GLOBAL

It may seem counter-intuitive that London’s real estate market would be so hot when everything else in Europe seems to entering a new Ice Age, but it’s happening all the same, writes Nicholas Vardy of The Global Guru.

With the recent sell-off in global stock markets, it’s now official: there isn’t a single stock market in the world that is up this year.

The S&P 500 is now down about 5% for the year—making it one of the top-performing markets of the world. Hope for a positive year in US markets rests on the possibility of a short and sharp rally between Thanksgiving and the New Year.

But don’t fret for the billionaires of the world. After all, there is one asset class that has outperformed all others this year. And that is prime housing in London. With limited supply and strong demand from Asian and Middle Eastern buyers, this asset class has risen 11.4% in the 12 months to October, even as financial markets have struggled.

Masters of the Universe No More
If you’ve been invested solely in financial markets, it’s been a tough year.

Emerging markets are down 16.6%. The Eurozone stock markets are down 18.1%, with some peripheral countries like Greece down by 50%. Despite their high profile, the BRICs (Brazil, Russia, China, and India) have also crumbled, with India faring the worst, down 27%.

The only place you have made money this year was bonds. And emerging-market bonds were the best of the lot, up a mere 8.6%.

The dirty little secret is that even the "best and the brightest" of the financial world aren’t making money this year. As of a week ago, the HFRX hedge-fund index was down 7.7% for the year. Other "one-hit wonders" like John Paulson have cut some of their investors’ portfolios in half.

Effects of this performance are starting to show in the real world. Several of the most established watering holes that serviced hedge-fund types in London’s Mayfair neighborhood have shut down over the past two years. None have come to take their place.

Two days ago, I walked past a building that serves as the epicenter of Europe’s hedge-fund world. When I looked in the window, I saw an empty trading floor, with rows of abandoned trading stations. Another anonymous hedge fund had rolled down the shutters—or had been chased to Switzerland by the United Kingdom’s onerous taxes.

In fact, much of the money that you see around London today has not been generated through some remarkable feat of whiz-bang financial engineering. Instead, those with cash have made it the old-fashioned way: they pumped it out of the ground in the form of oil or natural gas from a Middle Eastern country. Or they picked the pocket of the Russian or Ukrainian government by buying assets at fire sale prices.

A good chunk of this newfound non-financial wealth is making its way into West London property. Foreign buyers have invested over £6 billion ($9.4 billion) into a tiny section of London during the past 18 months. Money that once found a home on global stock markets and corporate bond markets is now finding its way into London’s housing stock.

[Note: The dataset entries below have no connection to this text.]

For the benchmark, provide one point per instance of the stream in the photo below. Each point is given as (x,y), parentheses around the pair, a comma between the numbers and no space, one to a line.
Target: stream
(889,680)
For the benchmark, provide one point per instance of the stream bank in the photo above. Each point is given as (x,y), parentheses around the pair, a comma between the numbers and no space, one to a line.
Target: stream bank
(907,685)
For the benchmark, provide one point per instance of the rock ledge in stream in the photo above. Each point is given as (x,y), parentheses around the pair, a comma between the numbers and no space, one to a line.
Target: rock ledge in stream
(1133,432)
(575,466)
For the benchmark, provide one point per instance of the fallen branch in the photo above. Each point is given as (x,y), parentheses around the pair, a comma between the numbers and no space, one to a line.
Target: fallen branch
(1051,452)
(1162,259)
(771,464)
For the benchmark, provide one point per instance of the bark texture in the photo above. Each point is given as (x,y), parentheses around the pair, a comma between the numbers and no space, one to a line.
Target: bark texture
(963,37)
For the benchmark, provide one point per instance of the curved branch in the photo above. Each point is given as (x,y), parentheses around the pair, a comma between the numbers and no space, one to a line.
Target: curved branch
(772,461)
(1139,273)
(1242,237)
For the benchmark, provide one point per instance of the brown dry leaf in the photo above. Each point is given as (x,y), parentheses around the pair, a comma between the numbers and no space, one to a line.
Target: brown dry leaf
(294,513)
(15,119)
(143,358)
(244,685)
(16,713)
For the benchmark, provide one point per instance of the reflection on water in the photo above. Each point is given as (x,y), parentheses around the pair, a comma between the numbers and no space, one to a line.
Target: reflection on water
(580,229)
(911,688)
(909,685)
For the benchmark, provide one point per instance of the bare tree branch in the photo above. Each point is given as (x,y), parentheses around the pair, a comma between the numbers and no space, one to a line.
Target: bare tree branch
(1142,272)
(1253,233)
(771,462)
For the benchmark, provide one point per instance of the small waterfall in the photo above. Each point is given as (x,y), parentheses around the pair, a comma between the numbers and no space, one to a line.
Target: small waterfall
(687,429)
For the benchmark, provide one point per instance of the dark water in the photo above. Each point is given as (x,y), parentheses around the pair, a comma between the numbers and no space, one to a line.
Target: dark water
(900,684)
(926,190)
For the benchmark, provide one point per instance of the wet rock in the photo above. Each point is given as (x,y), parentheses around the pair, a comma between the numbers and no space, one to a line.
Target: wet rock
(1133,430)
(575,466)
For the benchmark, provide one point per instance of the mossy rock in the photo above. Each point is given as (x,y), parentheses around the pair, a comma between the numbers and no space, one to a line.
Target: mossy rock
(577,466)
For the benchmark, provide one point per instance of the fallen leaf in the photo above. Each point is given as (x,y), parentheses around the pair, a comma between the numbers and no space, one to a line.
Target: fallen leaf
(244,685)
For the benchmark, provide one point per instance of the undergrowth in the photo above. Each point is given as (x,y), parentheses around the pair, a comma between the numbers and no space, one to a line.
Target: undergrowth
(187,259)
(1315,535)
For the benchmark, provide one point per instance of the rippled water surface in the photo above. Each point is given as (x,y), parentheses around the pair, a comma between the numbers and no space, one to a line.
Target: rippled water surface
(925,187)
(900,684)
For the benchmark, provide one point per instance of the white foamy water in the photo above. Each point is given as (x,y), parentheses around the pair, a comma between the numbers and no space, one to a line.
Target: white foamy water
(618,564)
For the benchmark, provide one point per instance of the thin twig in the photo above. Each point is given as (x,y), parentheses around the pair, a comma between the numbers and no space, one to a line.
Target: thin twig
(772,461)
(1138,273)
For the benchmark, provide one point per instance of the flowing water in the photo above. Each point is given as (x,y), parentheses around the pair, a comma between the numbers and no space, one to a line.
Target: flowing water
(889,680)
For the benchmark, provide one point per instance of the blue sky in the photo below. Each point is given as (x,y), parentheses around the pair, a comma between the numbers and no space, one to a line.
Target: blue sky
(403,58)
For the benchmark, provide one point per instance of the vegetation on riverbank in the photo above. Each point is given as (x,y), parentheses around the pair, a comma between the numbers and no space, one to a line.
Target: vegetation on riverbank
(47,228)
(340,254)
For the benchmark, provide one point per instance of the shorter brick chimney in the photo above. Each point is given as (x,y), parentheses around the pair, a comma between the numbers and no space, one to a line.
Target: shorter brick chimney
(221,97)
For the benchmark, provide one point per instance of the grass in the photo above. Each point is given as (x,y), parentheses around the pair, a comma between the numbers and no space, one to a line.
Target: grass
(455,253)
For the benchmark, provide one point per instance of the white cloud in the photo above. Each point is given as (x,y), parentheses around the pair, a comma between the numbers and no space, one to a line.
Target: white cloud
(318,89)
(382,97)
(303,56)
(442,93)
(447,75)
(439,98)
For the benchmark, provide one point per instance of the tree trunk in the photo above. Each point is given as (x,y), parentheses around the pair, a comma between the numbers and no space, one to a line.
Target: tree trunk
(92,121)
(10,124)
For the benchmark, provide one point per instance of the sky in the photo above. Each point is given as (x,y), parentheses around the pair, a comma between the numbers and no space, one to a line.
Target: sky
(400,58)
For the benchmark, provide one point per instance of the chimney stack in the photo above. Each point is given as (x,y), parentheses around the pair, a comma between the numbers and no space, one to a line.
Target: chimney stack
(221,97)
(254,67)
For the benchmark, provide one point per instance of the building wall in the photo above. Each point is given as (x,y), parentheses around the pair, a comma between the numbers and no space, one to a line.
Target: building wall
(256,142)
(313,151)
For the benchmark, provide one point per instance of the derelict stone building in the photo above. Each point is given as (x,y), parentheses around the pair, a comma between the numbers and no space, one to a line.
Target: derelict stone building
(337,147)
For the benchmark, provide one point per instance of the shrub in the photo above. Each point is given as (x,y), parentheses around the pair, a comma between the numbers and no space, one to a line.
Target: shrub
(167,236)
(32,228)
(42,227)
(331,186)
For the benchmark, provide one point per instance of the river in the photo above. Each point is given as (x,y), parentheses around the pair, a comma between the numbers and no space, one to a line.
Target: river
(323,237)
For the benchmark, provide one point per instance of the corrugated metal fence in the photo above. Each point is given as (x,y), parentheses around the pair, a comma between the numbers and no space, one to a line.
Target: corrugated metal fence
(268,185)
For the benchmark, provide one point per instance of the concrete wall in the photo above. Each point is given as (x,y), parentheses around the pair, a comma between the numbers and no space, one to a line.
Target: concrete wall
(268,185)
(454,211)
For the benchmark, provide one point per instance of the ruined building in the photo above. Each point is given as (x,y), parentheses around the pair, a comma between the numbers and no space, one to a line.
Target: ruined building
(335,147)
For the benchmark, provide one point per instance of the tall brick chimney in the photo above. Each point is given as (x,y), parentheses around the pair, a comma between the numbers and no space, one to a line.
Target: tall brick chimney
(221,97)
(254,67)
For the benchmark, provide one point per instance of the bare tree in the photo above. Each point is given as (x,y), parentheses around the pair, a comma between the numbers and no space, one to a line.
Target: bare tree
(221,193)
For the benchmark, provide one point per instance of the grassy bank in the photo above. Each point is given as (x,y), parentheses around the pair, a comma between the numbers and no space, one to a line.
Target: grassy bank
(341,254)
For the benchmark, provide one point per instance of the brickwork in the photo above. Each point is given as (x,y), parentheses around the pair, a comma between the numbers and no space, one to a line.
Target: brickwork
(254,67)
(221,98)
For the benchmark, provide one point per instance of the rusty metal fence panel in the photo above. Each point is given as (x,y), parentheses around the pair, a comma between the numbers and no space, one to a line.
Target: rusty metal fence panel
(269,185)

Others say the popularity of real estate is more about the anonymity. Swiss banks are more reluctant to take the cash of suspicious-looking foreigners showing up with bags of cash. Property sellers aren’t, effectively making West London property the "new Swiss bank account." No wonder the number of billionaires with properties in London now exceeds 100.

But like any other asset—whether dot-com stocks or Las Vegas real estate—too much interest leads to bubble-style prices. The average price of prime London property has soared 39% since March 2009, compared with 9% for the UK property market.

It is remarkable how many high-profile real estate projects are in the pipeline, all aspiring to sell at about £6,000 ($9,400) per square foot. The Financial Times reports that there are 19 different residential schemes due to be delivered across Mayfair, Chelsea, Kensington, and Knightsbridge during the next four years.

Then there is a disconnect between the reality on the streets and the aspirations of promoters. This past week, the Sunday Times reported that 40% of the apartments at One Hyde Park, the world’s most expensive address, have yet to be sold, after four years on the market.

And once 19 more developments come on line, you have to wonder whether there will be enough well-heeled buyers to fork out the dough. My prediction is that London property will be tipped from its current high perch within the next three years.

In the end, bubbles always pop. Not even the billionaires can ignore the law of supply and demand.